Bishop Raymond Poisson, who was brought in from the neighbouring Joliette diocese this summer to help manage the file, said the fact remains that there are too many church buildings and not enough worshippers.
However, he admitted that the original committee’s plan to unilaterally close and sell off churches — with no input from their members — was a mistake.
“These buildings are filled with emotions,” he said. “We can’t do just anything with them.”
Poisson, who recently completed a tour of all the diocese’s parishes, said no churches will be closed without the community’s consent.
Instead, the diocese is asking each parish to provide building inspections and repair estimates for each church, as well as a report on attendance and finances.
These reports, he said, will be shared with the community, who will collectively decide whether to close and merge with another church or develop a plan to stay open.
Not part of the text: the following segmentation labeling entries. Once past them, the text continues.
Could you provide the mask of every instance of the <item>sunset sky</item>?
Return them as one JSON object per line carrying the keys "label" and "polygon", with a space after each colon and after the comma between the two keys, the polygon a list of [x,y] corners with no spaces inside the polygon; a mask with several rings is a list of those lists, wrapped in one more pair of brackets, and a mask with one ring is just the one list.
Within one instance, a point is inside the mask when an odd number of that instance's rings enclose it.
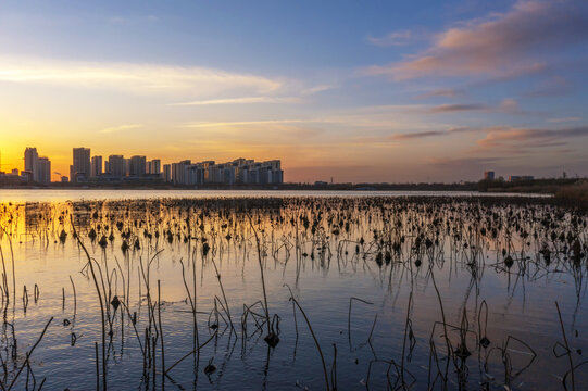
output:
{"label": "sunset sky", "polygon": [[588,1],[2,1],[0,108],[2,171],[87,147],[286,181],[587,176]]}

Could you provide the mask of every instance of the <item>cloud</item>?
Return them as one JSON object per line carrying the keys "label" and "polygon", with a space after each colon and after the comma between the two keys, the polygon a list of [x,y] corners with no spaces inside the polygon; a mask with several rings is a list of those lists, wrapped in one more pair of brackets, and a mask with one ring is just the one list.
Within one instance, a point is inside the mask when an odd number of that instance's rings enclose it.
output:
{"label": "cloud", "polygon": [[438,34],[428,49],[406,61],[372,66],[364,74],[397,80],[526,74],[543,66],[549,54],[585,45],[587,38],[586,2],[518,1],[505,13],[472,20]]}
{"label": "cloud", "polygon": [[299,103],[300,98],[243,97],[227,99],[208,99],[190,102],[173,103],[171,105],[213,105],[213,104],[251,104],[251,103]]}
{"label": "cloud", "polygon": [[563,146],[570,139],[587,136],[588,126],[564,129],[510,128],[489,131],[477,144],[481,149],[546,148]]}
{"label": "cloud", "polygon": [[247,126],[247,125],[277,125],[277,124],[301,124],[316,122],[313,119],[264,119],[264,121],[235,121],[235,122],[200,122],[188,123],[182,127],[187,128],[208,128],[208,127],[228,127],[228,126]]}
{"label": "cloud", "polygon": [[409,41],[414,38],[414,35],[409,31],[396,31],[385,35],[384,37],[367,37],[367,41],[372,45],[379,47],[390,47],[390,46],[403,46],[408,45]]}
{"label": "cloud", "polygon": [[2,81],[202,98],[267,94],[283,87],[277,79],[207,67],[47,59],[0,59]]}
{"label": "cloud", "polygon": [[141,128],[141,127],[142,127],[142,125],[140,125],[140,124],[118,125],[118,126],[113,126],[113,127],[102,129],[102,130],[100,130],[100,133],[111,134],[111,133],[116,133],[116,131],[122,131],[122,130],[137,129],[137,128]]}
{"label": "cloud", "polygon": [[430,99],[430,98],[458,98],[464,96],[465,92],[460,89],[453,89],[453,88],[445,88],[445,89],[436,89],[433,91],[428,91],[422,94],[416,96],[416,99]]}
{"label": "cloud", "polygon": [[541,81],[536,88],[524,93],[529,98],[560,97],[572,92],[572,84],[562,76]]}
{"label": "cloud", "polygon": [[550,123],[564,123],[564,122],[578,122],[581,121],[580,117],[563,117],[563,118],[549,118],[547,122]]}
{"label": "cloud", "polygon": [[390,138],[392,140],[410,140],[410,139],[420,139],[433,136],[445,136],[448,135],[445,130],[426,130],[426,131],[415,131],[415,133],[404,133],[404,134],[395,134]]}
{"label": "cloud", "polygon": [[485,113],[511,113],[522,114],[523,111],[518,108],[518,103],[511,98],[503,99],[497,105],[487,105],[479,103],[462,103],[462,104],[441,104],[427,110],[428,113],[454,113],[454,112],[485,112]]}
{"label": "cloud", "polygon": [[463,111],[486,111],[487,105],[484,104],[441,104],[428,110],[429,113],[451,113]]}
While it seems unlikely a congregation will vote to close its own church, Poisson believes that church communities will be willing to make tough choices if given the right information.
But at the same time, he said, money won’t be the only factor.
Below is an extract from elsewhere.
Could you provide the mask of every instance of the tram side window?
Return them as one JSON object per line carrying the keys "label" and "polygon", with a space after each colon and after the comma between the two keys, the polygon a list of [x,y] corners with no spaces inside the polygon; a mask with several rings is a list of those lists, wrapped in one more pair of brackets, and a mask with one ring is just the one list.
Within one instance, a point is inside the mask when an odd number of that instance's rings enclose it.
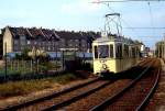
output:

“A church isn’t (a business), it’s a family, and decisions aren’t made only based on money,” he said. “In a family, sometimes you make a decision that seems strange, but it’s out of love.”
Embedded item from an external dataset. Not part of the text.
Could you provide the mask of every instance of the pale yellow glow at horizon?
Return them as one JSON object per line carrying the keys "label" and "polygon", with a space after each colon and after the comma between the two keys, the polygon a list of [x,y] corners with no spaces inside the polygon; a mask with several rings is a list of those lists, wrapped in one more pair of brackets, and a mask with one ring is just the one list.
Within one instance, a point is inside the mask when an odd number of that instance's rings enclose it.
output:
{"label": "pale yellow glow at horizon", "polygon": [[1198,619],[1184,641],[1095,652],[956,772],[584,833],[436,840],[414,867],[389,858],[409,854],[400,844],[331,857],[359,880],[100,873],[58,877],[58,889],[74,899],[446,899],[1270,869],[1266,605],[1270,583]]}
Poisson said the rumours of impending closures was devastating to congregations, which saw their attendance decline and financial offerings drop by up to 25 per cent.
But he said it also had a positive effect, as congregations and local communities formed citizens’ groups and brainstormed to find solutions.
Gauthier Elleme, the priest at St-Antoine and St-Paule’s churches, also believes the threat of closures served as a wake-up call.
“The parishioners were shocked, because they saw the churches were closing, but at the same time they saw there was a problem,” says Elleme, who helps co-ordinate activities in four parishes.
In response to the bishop’s challenge, Elleme said the churches are looking at ways to raise revenue, including renting out rooms and forming more partnerships with community organizations.
Church buildings are expensive to maintain, and some congregations will be faced with raising tens or even hundreds of thousands of dollars for major repairs that have been put off too long.
But most importantly, Elleme and other priests are asking the faithful to step up and become increasingly involved in welcoming new members into a “living community” that goes beyond the priest.
He acknowledged that reversing a decades-long attendance decline will be difficult, and it’s not always easy for elderly church-goers to change their ways.
But nevertheless, he sees signs of hope.
Elleme said that while the church is emerging from a “dark period” where many turned away, he’s seeing a growing core of young members who are willing to embrace faith.
And the 36-year-old priest has plenty of ideas on how to appeal to them, from “redynamizing” traditional church music to sermons that emphasize love and joyful living rather than the prohibition of sin.
And while he said congregations will never rebound to the numbers they reached in the past, when many attended out of a sense of duty or obligation, he believes they’ll live on in a smaller and maybe better way.
“People (who attend) will have made a choice, rather than submitting to social pressures, and as a priest I prefer that than to see churches full of people who didn’t choose to come,” he said.